The Scottish Government’s policy paper on consumer protection rightly makes the case for these services to be run in Scotland, but its solution is another predictable centralisation of services. Devolution or independence shouldn’t stop at Holyrood.
The Scottish Government has published a paper ‘Consumer Protection and Representation in an Independent Scotland: Options”. The paper recognises the fundamental importance of providing a robust legal framework of consumer protection, supported by consumer bodies with a voice strong enough to be heard, and powerful enough to take action when consumers are harmed or at risk. This is all fine and good and a welcome absence of deregulation rhetoric for a change.
At present most consumer protection matters are reserved to the UK Parliament, but responsibility for enforcing consumer protection lies with local authorities’ trading standards departments. In addition, responsibility for consumer education, information, advice and advocacy in certain subject areas is reserved to Westminster whilst other related areas (such as policy relating to legal education and financial capability) are devolved. UNISON Scotland has argued that consumer protection should be devolved based on the subsidiarity principle.
The paper sets out a number of issues that an independent Scotland could address including nuisance calls, delivery charges and the regulation of pay day loans. However, with the possible exception of delivery charges, these issues could just as easily be addressed in a UK framework and certainly under greater devolution. While these are important issues, they are clearly not as important as some big consumer protection schemes such as the pensions guarantee scheme or protection of bank deposits. These do not feature in the paper and some would argue are the sort of schemes that benefit from the economy of scale the UK can deliver.
The case for consumer protection in an independent Scotland is fairly made in the paper and reflects the arguments we have previously made for devolving many of these services. The paper also makes reference to the 2012 Audit Scotland report on trading standards. That report stated “that the long-term viability of councils’ trading standards services is under threat, and urgent action is needed to strengthen protection for consumers”. While we share that concern, we would argue that this reflects cuts in council services more than structure. Centralising these services simply makes them less responsive to local needs, breaks the link with other council services and creates a whole new national bureaucracy. The problem for the Scottish Government is that they are responsible for council financial allocations and the Council Tax freeze that has led to cuts in consumer protection services - albeit in the context of austerity economics from the ConDem coalition.
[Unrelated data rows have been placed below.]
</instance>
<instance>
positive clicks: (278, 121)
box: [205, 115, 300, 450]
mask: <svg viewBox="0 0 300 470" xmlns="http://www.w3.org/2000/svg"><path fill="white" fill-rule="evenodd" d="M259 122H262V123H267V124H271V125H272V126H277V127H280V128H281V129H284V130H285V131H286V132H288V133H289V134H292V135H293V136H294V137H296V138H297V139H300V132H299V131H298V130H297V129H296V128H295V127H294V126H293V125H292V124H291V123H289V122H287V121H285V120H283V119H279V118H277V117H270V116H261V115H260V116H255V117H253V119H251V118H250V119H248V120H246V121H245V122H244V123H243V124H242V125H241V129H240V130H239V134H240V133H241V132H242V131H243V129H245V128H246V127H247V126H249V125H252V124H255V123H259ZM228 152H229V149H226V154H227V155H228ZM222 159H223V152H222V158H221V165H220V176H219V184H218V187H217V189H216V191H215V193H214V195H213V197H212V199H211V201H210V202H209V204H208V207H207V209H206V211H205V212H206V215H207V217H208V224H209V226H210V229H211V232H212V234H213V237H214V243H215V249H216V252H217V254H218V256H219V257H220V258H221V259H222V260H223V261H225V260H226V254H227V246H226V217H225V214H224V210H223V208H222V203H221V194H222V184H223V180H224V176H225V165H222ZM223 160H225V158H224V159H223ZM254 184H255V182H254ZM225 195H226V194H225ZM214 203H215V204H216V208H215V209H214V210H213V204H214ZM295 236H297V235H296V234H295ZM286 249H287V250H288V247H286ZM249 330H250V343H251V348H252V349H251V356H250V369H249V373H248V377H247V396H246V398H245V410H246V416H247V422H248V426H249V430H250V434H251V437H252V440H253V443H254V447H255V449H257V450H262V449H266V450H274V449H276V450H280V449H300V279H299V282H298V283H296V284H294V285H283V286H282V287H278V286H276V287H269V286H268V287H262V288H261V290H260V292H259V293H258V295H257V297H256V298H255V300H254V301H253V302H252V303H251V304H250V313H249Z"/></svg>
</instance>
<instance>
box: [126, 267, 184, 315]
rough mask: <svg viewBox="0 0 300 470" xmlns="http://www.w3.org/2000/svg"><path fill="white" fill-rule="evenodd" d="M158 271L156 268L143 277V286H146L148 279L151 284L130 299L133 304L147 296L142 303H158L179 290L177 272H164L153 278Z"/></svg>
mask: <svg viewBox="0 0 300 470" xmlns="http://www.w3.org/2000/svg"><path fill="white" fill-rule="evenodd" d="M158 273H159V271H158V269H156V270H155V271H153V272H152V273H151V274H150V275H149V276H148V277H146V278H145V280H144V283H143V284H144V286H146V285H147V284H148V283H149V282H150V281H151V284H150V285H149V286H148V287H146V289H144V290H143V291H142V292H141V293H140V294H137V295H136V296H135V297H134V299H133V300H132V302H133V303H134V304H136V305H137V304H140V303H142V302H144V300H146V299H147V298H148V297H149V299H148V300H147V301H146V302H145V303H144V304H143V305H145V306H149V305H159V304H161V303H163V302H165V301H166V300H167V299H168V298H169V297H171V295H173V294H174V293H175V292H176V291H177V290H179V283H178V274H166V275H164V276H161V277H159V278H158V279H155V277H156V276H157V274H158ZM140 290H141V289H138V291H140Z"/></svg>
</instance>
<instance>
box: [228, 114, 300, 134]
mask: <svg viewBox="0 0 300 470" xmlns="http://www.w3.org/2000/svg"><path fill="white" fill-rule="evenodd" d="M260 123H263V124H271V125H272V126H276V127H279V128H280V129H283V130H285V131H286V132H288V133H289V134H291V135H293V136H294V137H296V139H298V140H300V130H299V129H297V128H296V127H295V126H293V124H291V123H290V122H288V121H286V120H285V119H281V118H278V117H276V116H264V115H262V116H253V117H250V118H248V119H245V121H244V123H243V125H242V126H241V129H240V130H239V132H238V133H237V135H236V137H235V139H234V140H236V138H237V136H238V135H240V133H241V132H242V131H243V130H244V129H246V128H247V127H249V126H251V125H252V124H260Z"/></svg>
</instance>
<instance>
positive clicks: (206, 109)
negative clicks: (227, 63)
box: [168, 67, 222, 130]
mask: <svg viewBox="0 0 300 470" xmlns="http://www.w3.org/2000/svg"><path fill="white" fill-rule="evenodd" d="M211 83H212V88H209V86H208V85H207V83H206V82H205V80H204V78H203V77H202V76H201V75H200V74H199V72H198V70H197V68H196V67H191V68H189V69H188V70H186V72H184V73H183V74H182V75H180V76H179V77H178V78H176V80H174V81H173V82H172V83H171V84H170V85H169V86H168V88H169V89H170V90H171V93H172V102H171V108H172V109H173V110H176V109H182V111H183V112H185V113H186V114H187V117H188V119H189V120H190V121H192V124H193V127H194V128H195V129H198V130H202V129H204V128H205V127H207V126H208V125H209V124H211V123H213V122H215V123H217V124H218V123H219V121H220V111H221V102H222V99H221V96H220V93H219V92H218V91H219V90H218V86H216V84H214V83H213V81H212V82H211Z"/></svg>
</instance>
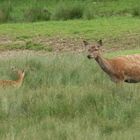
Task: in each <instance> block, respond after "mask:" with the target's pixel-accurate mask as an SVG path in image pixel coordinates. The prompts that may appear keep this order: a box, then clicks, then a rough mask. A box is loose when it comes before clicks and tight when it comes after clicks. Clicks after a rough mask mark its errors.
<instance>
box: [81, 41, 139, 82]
mask: <svg viewBox="0 0 140 140" xmlns="http://www.w3.org/2000/svg"><path fill="white" fill-rule="evenodd" d="M83 42H84V45H85V46H86V47H89V48H88V53H89V54H88V55H87V57H88V58H89V59H93V58H94V59H95V61H96V62H97V63H98V64H99V66H100V67H101V69H102V70H103V71H104V72H105V73H107V74H108V75H109V76H110V78H111V80H112V81H113V82H115V83H120V82H127V83H137V82H140V54H133V55H126V56H119V57H115V58H112V59H108V58H105V57H103V56H102V53H101V47H102V40H99V41H98V42H97V44H96V45H90V44H89V43H88V42H87V41H83Z"/></svg>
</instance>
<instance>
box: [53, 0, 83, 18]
mask: <svg viewBox="0 0 140 140" xmlns="http://www.w3.org/2000/svg"><path fill="white" fill-rule="evenodd" d="M54 9H55V10H54V11H53V15H52V19H54V20H67V19H78V18H82V16H83V6H82V5H81V4H79V3H78V2H77V3H73V4H69V3H59V4H58V5H57V6H56V8H54Z"/></svg>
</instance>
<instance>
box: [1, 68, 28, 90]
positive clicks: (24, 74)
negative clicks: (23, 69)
mask: <svg viewBox="0 0 140 140" xmlns="http://www.w3.org/2000/svg"><path fill="white" fill-rule="evenodd" d="M14 71H15V70H14ZM16 71H17V75H18V79H17V80H0V87H1V88H8V87H15V88H19V87H21V85H22V82H23V79H24V76H25V71H24V70H16Z"/></svg>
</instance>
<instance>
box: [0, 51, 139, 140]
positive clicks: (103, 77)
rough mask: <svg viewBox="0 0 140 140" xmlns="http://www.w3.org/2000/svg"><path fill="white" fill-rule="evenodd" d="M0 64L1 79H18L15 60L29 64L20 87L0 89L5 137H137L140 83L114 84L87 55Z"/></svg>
mask: <svg viewBox="0 0 140 140" xmlns="http://www.w3.org/2000/svg"><path fill="white" fill-rule="evenodd" d="M139 52H140V51H139ZM126 53H127V52H126ZM130 53H132V52H130ZM111 55H112V54H111ZM0 65H1V67H0V77H1V79H14V75H13V73H12V72H11V71H10V67H11V65H14V66H17V67H18V68H22V69H23V68H25V69H26V77H25V80H24V83H23V86H22V87H21V88H20V89H17V90H16V89H15V90H14V89H13V90H11V89H7V90H1V91H0V92H1V94H0V124H1V125H0V136H1V140H5V139H8V140H10V139H16V140H29V139H30V140H45V139H48V140H53V139H55V140H65V139H68V140H73V139H76V140H85V139H87V140H103V139H104V140H128V139H130V140H132V139H135V140H138V139H139V131H140V124H139V122H140V117H139V115H140V111H139V108H140V94H139V88H140V85H139V84H123V86H122V87H119V86H117V87H116V85H115V84H114V83H112V82H111V81H110V79H109V77H108V76H106V75H105V73H103V72H102V70H101V69H100V68H99V67H98V65H97V64H96V63H95V62H94V61H89V60H88V59H87V58H86V56H85V55H83V54H80V55H77V54H75V55H74V54H69V53H68V54H63V55H57V56H54V55H48V56H46V57H45V56H44V57H43V56H40V57H29V56H28V57H27V56H21V57H20V59H19V58H18V59H7V60H1V61H0Z"/></svg>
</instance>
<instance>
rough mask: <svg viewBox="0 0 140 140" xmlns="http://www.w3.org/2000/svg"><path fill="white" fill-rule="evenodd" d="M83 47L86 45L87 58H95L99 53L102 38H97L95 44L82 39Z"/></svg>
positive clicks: (99, 51)
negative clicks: (88, 42) (82, 41)
mask: <svg viewBox="0 0 140 140" xmlns="http://www.w3.org/2000/svg"><path fill="white" fill-rule="evenodd" d="M83 43H84V45H85V47H88V55H87V57H88V58H89V59H92V58H95V59H96V58H97V57H98V56H99V55H100V49H101V46H102V40H99V41H98V42H97V43H96V44H94V45H91V44H89V43H88V42H87V41H83Z"/></svg>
Merging quangos in the form of a one stop Consumer Ombudsman might be a viable proposal, but frankly it doesn’t score highly for me in the case for independence. Larger bodies also tend to go for generic staff that don’t have the expertise in a specific field, something the Francis Report highlighted in the context of English care regulation.
UNISON has also argued that competition policy should be devolved. We have highlighted the problem of using the London based bodies to resolve disputes between the Water Industry Commission and Scottish Water. Their expertise is in a private sector utility market and they have no concept of public service. However, this structure was designed and legislated for in Scotland. The Scottish Parliament already has the power to bring this function back to Scotland.
There is much in this paper I agree with in making the case for delivering these functions in Scotland under greater devolution or independence. However, it misses the point in some key areas and offers a vision of an independent Scotland that increasingly centralises services away from local democratic control. Not a pitch that will win many converts here!